HTTP_VIA Via is a header in the HTTP protocol, which records the proxy and gateway that an HTTP request passes through. If one proxy server passes through, one proxy server will be added, and two proxies will be added.
3 Proxy type difference
Transparent Proxy The configuration of the Proxy server is as follows:
REMOTE_ADDR = Proxy IP
HTTP_VIA = Proxy IP
HTTP_X_FORWARDED_FOR = Your IP
Copy the code
Transparent proxy can “hide” the client’s IP address directly, but it can still look up the client’s IP address from HTTP_X_FORWARDED_FOR.
2) Anonymous Proxy The configuration of the Proxy server is as follows:
REMOTE_ADDR = proxy IP
HTTP_VIA = proxy IP
HTTP_X_FORWARDED_FOR = proxy IP
Copy the code
Anonymous proxy can hide the CLIENT IP address. With anonymous proxy, the server can know that the client is using a proxy, but cannot know the real IP address of the client.
The configurations of the Distorting Proxy server are as follows:
REMOTE_ADDR = Proxy IP
HTTP_VIA = Proxy IP
HTTP_X_FORWARDED_FOR = Random IP address
Copy the code
The principle is similar to that of anonymous proxy, but camouflaged more closely. If the client uses an obfuscated proxy, the server still knows that the client is using the proxy, but gets a fake client IP address.
2) The configurations of Elite Proxy or High Anonymity Proxy servers are as follows:
REMOTE_ADDR = Proxy IP
HTTP_VIA = not determined
HTTP_X_FORWARDED_FOR = not determined
Copy the code
High-hiding proxy can not only make the server not clear whether the client is using proxy, but also ensure that the server can not get the real IP address of the client.
4. Selection of agents
A normal anonymous proxy can hide the client’s real IP, but it can change our request information and the server might think we are using a proxy. However, with this proxy, although the visited web site does not know the IP address of the client, it can still know that you are using the proxy, of course, some pages that can detect IP can still check the IP address of the client.
The highly anonymous proxy does not change the client’s request, so it looks to the server as if a real client browser is accessing it. In this case, the client’s real IP is hidden and the server does not think we are using the proxy.

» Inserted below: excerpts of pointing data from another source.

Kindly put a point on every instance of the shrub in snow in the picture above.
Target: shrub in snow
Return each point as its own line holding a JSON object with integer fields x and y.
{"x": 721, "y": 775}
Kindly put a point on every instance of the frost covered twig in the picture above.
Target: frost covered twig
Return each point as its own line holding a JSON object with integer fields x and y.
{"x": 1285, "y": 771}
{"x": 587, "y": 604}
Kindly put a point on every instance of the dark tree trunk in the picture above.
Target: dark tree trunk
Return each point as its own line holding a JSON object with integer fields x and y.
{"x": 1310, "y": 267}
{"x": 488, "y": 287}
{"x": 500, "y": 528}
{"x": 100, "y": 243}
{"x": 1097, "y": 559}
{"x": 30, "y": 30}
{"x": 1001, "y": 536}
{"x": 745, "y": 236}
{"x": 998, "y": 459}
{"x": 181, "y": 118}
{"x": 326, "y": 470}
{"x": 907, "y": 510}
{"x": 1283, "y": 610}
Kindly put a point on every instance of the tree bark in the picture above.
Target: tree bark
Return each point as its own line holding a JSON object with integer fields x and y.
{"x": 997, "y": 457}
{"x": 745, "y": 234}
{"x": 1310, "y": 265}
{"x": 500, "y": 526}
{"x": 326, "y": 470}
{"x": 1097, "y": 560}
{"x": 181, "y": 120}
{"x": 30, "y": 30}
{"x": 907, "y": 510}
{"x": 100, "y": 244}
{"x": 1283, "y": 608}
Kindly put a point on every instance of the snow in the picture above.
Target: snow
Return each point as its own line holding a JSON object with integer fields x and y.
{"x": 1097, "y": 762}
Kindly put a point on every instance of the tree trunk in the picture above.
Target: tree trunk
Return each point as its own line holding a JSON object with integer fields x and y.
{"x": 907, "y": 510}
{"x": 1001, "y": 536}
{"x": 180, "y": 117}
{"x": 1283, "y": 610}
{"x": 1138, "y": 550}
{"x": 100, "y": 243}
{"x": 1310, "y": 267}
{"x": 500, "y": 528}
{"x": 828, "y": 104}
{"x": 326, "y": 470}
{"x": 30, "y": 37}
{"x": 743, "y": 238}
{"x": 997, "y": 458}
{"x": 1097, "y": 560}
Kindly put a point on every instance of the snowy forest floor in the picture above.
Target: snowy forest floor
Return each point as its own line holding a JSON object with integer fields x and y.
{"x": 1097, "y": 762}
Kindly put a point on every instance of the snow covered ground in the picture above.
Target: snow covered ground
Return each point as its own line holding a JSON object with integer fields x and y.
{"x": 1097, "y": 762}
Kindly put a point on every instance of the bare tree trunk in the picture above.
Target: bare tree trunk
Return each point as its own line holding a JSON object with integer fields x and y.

Therefore, when the crawler needs to use proxy IP, it should try to choose common anonymous proxy and high anonymous proxy. In addition, HTTPS proxies are recommended to ensure that data is not known by proxy servers.
Article Reference:
X-forwarded-for proxy Specifies the type of the HTTP request header. This type of proxy is Forwarded to Forwarded-for Proxy
This article was first published on wechat. Welcome to reprint the article at any time, reprint please contact number to open the white list, respect the author’s original. I use my wechat account “Geek Monkey” to share original Python works every week. Related to web crawler, data analysis, Web development and other directions.